Freetown’s first-ever poetry open mic drew poets, novelists, dramatists, singers, and faithful fans on Tuesday, March 21, World Poetry Day. 

Joan Kennessie, a small business owner and women’s rights activist, and Mustapha Kermul Fofanah, a college student majoring in Peace studies, hosted the event with a little help from their friends in the Sierra Leonean Writers Series community, and, O'Casey's, an old Irish bar on Lumley Beach Rd. 

Below are excerpts from their post-event discussion on WhatsApp, with a comment from Mohamed Sheriff of PEN Sierra Leone. 

Joan Kenessie: We planned all this in two weeks and got over 100 people. From the response they appreciated (the poetry) mixed with music and drama. Imagine if we had time to practice and organize what that would have been like!

Lucie, the manager at O’Casey’s, invited her friends and family to the show and this morning she called to tell me she had calls from friends telling her they enjoyed the session and we should do one just for women.
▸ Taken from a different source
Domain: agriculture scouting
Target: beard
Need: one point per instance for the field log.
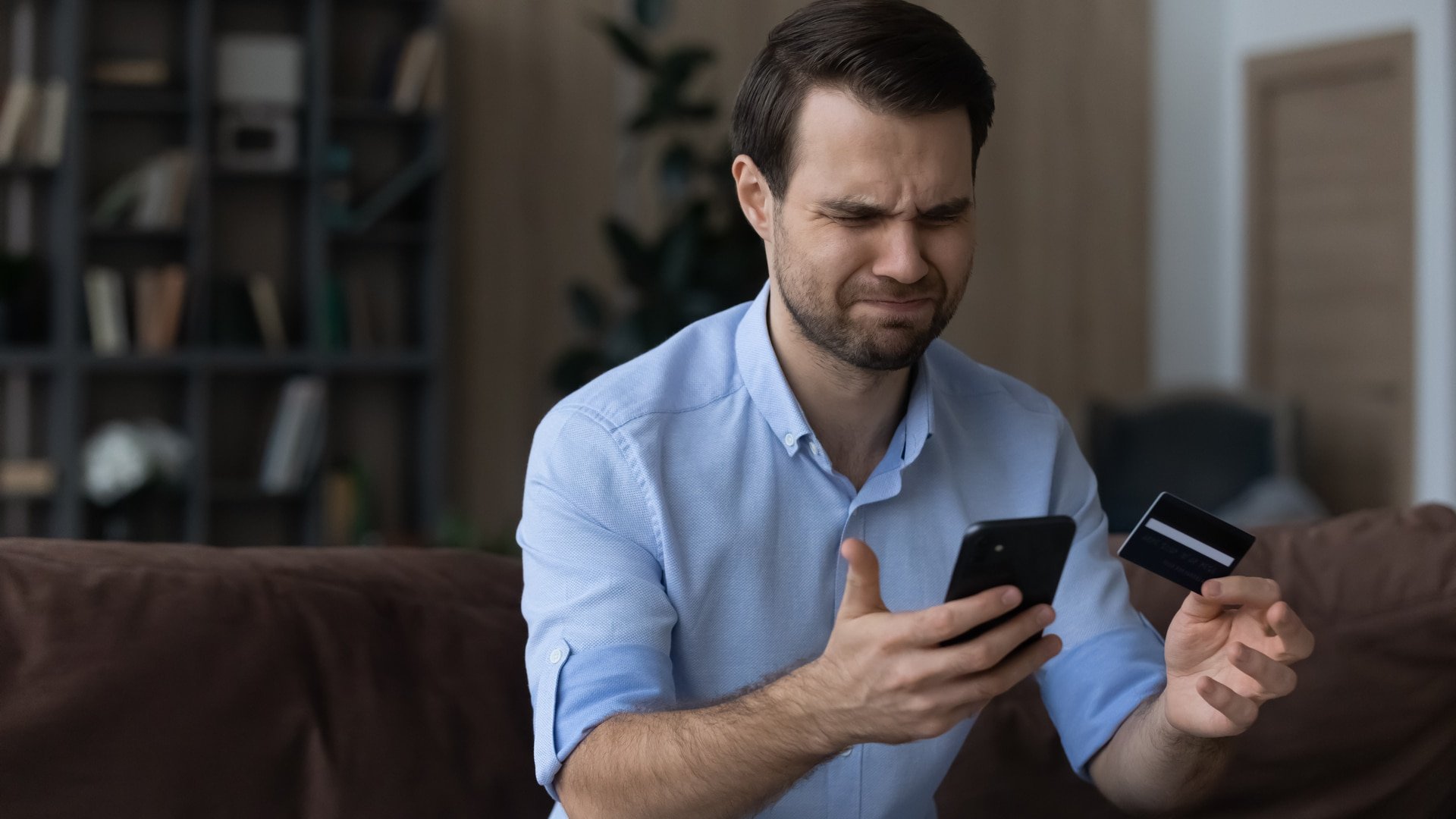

So I conclude every poet did well.

Mustapha Kermul Fofanah: I think the event was encouraging.

I have people calling/messaging me to say they wish we held such events often. One said, "he felt the voices of our poems reaching out to him and causing him to smile.”

Not all poets could find a way to dramatize their work. (Especially) first time performers, but that doesn't take away from the overall success of the program. I can't tell what we would do next time. But certainly it'll be superb.

In comparing our events to other festivals in Nigeria and the rest, I think we did well but there’s tremendous room for improvement. However, ours was not a festival. It was just an open mic session defining an open mic poetry session. Our events fit the description because of its mixture of the Arts and the impression it left in the minds of the audience...

Mohamed Sheriff: My humble thoughts:

We should distinguish between poetry that is suitable for performance and public readings and those that are not.  Poets should think consciously about what sort of poetry they wish to write with regards to this and what sort of poetry to bring to public readings.

Poetry for literary evenings should be lyrical, simple, easy to digest, beautiful to the ears and gentle to the mind, but still   sharp and witty. It should contain more of poetic elements like rhyme, rythym, repetition, alliteration, assonance and the like. Elements of drama and narration also work well for public poetry reading. Enter Farouk and Kainwo and exit Gbom!